Вдруг он мне говорит: „Ты должна уехать немедленно!“ Почему? Так надо. Ничего не объясняет. Я догадалась. „Ты выступаешь на фронт? Тогда я с тобой!“ Мы проспорили всю ночь. Брать с собой ни за что не хотел, но и ехать было некуда. Мама и папа, сестра Варя находились на юге, в Ростове или Екатеринодаре, я точно не знала, во всяком случае, за чертой фронта. Была у нас еще одна родственница, тетя Агния, сестра папы, которая жила в Смоленске, но ехать к ней я наотрез отказалась. Она была чужой человек, замужем за поляком, сама приняла католичество, дело не в этом, я не могла покинуть Сергея Кирилловича. Тогда он стал уговаривать поехать к его сестре, в Воронежскую губернию, однако было неизвестно, кто сейчас в тех местах: наши или белые. Итак, ехать, к счастью, было некуда, и я с ним осталась. Все стало разворачиваться стремительно. Помню, он написал воззвание. Его помощник Коровин говорил, что чересчур резко, просил смягчить. Опять они спорили и ругались долго, работники политотдела требовали, чтобы Сергей Кириллович убрал каких-то своих командиров и предал их суду, он не соглашался.
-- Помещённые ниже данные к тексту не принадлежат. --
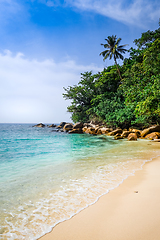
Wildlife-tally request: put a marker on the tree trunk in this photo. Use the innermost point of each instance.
(117, 68)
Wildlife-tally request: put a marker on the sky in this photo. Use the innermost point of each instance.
(45, 45)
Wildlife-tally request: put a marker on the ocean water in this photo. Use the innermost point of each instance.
(47, 177)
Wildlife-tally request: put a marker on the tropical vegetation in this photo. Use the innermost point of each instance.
(127, 97)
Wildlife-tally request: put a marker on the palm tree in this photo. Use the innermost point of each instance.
(114, 50)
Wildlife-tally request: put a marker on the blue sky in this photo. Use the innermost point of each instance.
(46, 44)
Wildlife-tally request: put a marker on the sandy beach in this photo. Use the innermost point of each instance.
(130, 211)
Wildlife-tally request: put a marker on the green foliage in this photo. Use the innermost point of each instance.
(135, 99)
(113, 49)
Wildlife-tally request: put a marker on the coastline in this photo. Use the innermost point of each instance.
(130, 211)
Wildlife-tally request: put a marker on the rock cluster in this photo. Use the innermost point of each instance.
(151, 133)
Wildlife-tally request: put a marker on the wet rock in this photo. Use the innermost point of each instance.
(77, 130)
(132, 137)
(118, 130)
(125, 134)
(67, 127)
(84, 128)
(78, 125)
(61, 125)
(39, 125)
(153, 135)
(52, 125)
(91, 130)
(147, 131)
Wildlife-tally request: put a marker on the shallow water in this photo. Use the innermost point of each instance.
(47, 177)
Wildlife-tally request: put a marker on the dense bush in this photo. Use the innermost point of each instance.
(132, 100)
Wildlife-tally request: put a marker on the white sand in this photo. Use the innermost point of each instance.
(122, 214)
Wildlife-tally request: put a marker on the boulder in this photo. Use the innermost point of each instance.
(153, 135)
(76, 130)
(61, 125)
(52, 125)
(118, 137)
(147, 131)
(156, 140)
(132, 137)
(84, 128)
(138, 132)
(67, 127)
(99, 131)
(90, 130)
(39, 125)
(105, 130)
(125, 134)
(118, 130)
(78, 125)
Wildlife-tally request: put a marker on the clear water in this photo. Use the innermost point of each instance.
(47, 177)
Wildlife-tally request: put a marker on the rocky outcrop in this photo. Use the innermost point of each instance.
(138, 132)
(76, 130)
(153, 135)
(147, 131)
(125, 134)
(105, 130)
(132, 137)
(78, 125)
(91, 130)
(39, 125)
(113, 133)
(61, 125)
(67, 127)
(52, 125)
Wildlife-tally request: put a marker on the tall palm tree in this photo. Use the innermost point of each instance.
(113, 50)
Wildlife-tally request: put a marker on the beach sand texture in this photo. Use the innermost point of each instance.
(129, 212)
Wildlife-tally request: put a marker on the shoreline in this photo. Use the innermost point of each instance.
(130, 211)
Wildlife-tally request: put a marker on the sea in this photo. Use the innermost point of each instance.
(47, 177)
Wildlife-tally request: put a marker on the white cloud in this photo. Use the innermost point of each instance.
(137, 12)
(31, 91)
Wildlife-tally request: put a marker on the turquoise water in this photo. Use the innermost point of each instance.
(47, 177)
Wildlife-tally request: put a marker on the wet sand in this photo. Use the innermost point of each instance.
(130, 211)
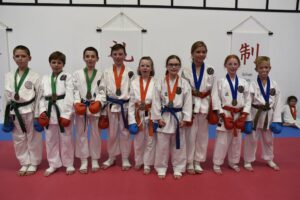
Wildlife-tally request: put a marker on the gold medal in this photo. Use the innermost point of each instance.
(118, 92)
(17, 97)
(234, 102)
(88, 95)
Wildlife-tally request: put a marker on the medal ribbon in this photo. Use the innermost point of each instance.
(171, 95)
(198, 81)
(118, 79)
(18, 85)
(266, 95)
(293, 111)
(233, 90)
(89, 80)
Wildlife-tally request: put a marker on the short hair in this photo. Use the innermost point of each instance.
(198, 44)
(290, 98)
(152, 73)
(57, 55)
(232, 56)
(261, 59)
(22, 47)
(91, 49)
(116, 47)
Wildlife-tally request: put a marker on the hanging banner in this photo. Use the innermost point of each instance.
(4, 68)
(248, 46)
(133, 44)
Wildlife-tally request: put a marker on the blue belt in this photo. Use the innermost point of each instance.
(173, 112)
(121, 103)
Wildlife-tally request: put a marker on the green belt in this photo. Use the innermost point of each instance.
(261, 108)
(15, 107)
(52, 102)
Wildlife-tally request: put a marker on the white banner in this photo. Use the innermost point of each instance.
(4, 67)
(248, 46)
(133, 44)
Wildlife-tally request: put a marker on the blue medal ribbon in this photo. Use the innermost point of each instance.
(266, 94)
(233, 90)
(198, 80)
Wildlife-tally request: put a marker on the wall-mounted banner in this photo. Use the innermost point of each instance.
(4, 68)
(248, 46)
(133, 44)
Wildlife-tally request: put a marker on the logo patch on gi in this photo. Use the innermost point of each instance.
(178, 90)
(241, 89)
(63, 77)
(130, 74)
(272, 91)
(210, 71)
(28, 85)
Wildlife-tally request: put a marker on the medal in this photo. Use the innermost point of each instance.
(17, 97)
(170, 104)
(88, 95)
(118, 92)
(234, 102)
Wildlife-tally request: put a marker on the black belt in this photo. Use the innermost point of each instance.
(52, 101)
(15, 106)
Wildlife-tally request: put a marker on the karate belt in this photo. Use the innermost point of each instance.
(121, 103)
(87, 103)
(233, 111)
(52, 102)
(15, 107)
(202, 95)
(261, 108)
(173, 112)
(146, 109)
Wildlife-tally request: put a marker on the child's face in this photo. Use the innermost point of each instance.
(232, 65)
(21, 58)
(173, 66)
(118, 57)
(57, 66)
(199, 55)
(292, 102)
(90, 58)
(263, 69)
(145, 68)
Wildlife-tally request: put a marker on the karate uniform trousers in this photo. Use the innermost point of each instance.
(226, 142)
(166, 135)
(28, 146)
(59, 146)
(274, 115)
(85, 148)
(197, 134)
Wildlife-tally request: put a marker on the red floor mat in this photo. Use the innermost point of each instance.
(263, 184)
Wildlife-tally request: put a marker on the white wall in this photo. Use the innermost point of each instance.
(170, 31)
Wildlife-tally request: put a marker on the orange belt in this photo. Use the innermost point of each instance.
(233, 111)
(202, 95)
(146, 108)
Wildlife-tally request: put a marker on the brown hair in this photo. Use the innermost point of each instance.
(117, 47)
(198, 44)
(21, 47)
(232, 56)
(57, 55)
(152, 73)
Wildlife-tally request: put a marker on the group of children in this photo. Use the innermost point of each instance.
(169, 116)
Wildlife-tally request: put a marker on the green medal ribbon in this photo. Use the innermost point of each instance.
(89, 80)
(18, 85)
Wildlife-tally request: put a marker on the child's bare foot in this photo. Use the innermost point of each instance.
(31, 170)
(95, 165)
(49, 171)
(70, 170)
(217, 169)
(273, 165)
(22, 171)
(83, 166)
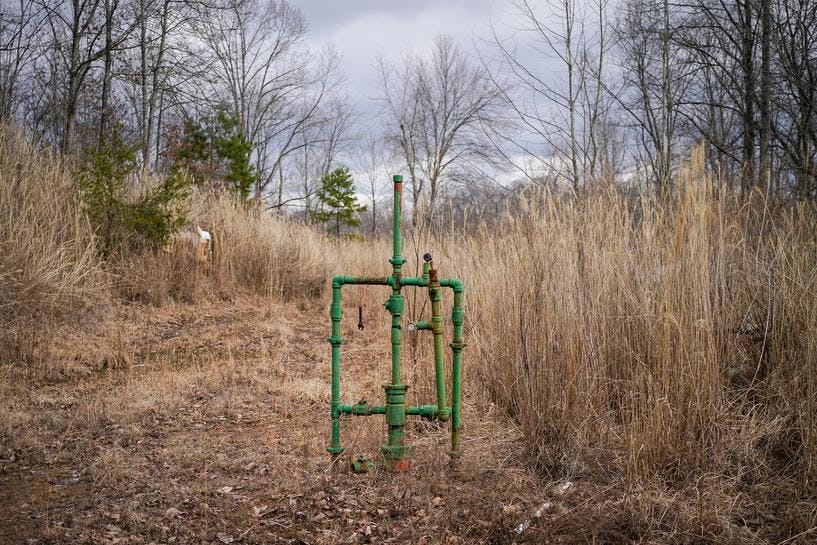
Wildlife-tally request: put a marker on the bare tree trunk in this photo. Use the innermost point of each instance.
(765, 92)
(747, 67)
(110, 8)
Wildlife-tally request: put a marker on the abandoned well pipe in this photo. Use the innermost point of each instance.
(395, 452)
(435, 294)
(336, 313)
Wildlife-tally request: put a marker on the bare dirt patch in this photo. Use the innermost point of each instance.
(213, 430)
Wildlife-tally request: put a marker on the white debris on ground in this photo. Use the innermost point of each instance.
(524, 525)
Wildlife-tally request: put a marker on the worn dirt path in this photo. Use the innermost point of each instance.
(208, 423)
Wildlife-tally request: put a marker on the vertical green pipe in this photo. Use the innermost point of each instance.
(435, 294)
(336, 312)
(457, 346)
(395, 305)
(395, 452)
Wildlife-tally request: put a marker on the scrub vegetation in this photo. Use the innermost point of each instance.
(638, 370)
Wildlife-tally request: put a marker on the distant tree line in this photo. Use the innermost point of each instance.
(228, 88)
(575, 92)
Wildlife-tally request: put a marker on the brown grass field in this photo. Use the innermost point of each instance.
(637, 371)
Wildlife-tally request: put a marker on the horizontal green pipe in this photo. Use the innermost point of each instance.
(339, 281)
(413, 281)
(361, 409)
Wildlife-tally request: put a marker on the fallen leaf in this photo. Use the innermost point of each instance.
(173, 512)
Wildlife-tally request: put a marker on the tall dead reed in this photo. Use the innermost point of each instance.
(646, 339)
(49, 267)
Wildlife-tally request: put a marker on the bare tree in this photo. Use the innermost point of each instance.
(20, 24)
(559, 121)
(437, 111)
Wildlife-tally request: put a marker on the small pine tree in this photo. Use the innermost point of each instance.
(338, 203)
(149, 219)
(218, 150)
Помню еще, его друг Миша Богданов застрелился. Этот факт подействовал очень тяжело. Сергей Кириллович как-то вдруг пал духом и будто отказался от мысли выступить самовольно. Но тут получился разговор по прямому проводу с одним из вождей Южного фронта, может быть, с Янсоном… Я точно не помню. Разговор помню очень хорошо, потому что происходил при мне и Сергей Кириллович потом подробно пересказывал. Этот разговор и повлиял: полетел, как первый камень с горы, а за ним обрушилась целая лавина.